I’m assuming that the drummer is competent enough to keep decent time. But if you want to really improve, add a click to the monitor system. If you can’t afford in-ears, buy them for the drummer and feed him a click. It might take a few weeks for him/her to get used to it, but in the long run the whole band will sound better.

My playing situation almost always involves having a click in my ears. In fact, all the musicians have a click. It doesn’t take long to get used to it, especially when you play for some seven thousand worshipers on any given Sunday and three thousand on any given Wednesday.

Our background vocalist don’t have the luxury of in-ear monitors and can’t hear the click. So, if that’s you, remember to listen to the band. Don’t rush and please please please don’t slow down. And if you’re leading the congregation in clapping, follow the drummer as precisely as you can.

That said, drummers must remember that the rest of the band might not have a click. Sometimes, during a quiet moment or a piano intro, it’s necessary to keep time in a colorful manner, using the ride cymbal, cymbal swells, bell chimes, or shakers. Let God direct you. Feel the music. Let God have your soul.

We also use sequenced tracks from time to time to improve the overall sound of the music. It’s not that we are trying to be over the top, but we want people to worship without being distracted. The use of backing tracks can make the band sound incredible while allowing the congregation to focus on worshiping God. Backing tracks might also include a video sync, where the live music being played matches a video being played for the congregation. This is very effective for bringing people into worship.

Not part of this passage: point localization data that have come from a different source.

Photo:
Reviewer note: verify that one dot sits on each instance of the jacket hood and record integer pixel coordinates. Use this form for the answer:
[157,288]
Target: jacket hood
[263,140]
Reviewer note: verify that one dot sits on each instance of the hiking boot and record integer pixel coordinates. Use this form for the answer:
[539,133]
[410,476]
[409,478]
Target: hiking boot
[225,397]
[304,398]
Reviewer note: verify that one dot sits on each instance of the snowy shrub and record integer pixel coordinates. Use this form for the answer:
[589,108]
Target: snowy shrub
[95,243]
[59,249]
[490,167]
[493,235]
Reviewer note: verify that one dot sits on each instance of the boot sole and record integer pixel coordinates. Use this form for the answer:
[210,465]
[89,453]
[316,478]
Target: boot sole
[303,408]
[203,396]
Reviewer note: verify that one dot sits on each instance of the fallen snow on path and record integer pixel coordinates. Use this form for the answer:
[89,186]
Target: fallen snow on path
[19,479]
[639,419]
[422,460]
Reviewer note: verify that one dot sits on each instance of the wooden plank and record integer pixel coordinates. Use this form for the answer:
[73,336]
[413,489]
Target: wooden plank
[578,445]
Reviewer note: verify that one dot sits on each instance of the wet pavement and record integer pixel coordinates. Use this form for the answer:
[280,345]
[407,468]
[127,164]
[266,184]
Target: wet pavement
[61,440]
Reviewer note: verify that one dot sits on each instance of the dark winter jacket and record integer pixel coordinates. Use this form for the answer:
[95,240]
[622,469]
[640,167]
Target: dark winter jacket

On a final beat about backing tracks, as a drummer, I really appreciate being able to hear a synth arpeggio or A.M. radio drum loop that backs the verse of a song. Backing tracks also allow the musicians to focus on worship instead of trying to remember what comes next. Using tracks is really effective when used with in-ear monitors since you can add a track of vocal cues that the congregation doesn’t hear, such as “Bridge 2 3 4 1 2 3 4.”

I enjoy perfect timing as much as the next musician. But sometimes the click has to go. I’m fortunate in that our worship leader knows when to cue the Front Of House (FOH) to cut the click so that we can allow for free worship. It’s important to have a set of signals that are inconspicuous enough that the congregation doesn’t even realize that you just told the FOH to cut the click.

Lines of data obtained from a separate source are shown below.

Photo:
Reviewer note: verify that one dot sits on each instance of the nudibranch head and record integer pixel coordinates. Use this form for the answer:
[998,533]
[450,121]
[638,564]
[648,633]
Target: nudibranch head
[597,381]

Can you imagine, and this happens sometimes, the drummer band is pumped full of adrenaline worshiping God and cannot stay on the click no matter what. If you start jumping up and down in the middle of the song to the point that you’re ready to run back to sound guy and cut the click yourself, you’ve just given yourself a reason to develop a communication system. (Or, let the drummer control the click if possible.)

One more good thing about using a click: First off, I resisted when we went that direction. It so happens that on the very first Sunday of click track they brought in a huge choir. So you had a band director, a choir director, and a click track – all three had an independent idea of where the tempo should be.

It gets better though. The sound team brought in the line splitters. You know, line splitters. Those things that you use to split all the mic and audio lines so you can run them to another mixing board for the purpose of recording all three services. Needless to say, it was a stressful Sunday and the recordings were scrapped. My recommendation is that you add the tricks one at a time. We do all of it now, but it took a while to master.

Oh yeah, the one more good thing about click… It makes for Great Precision.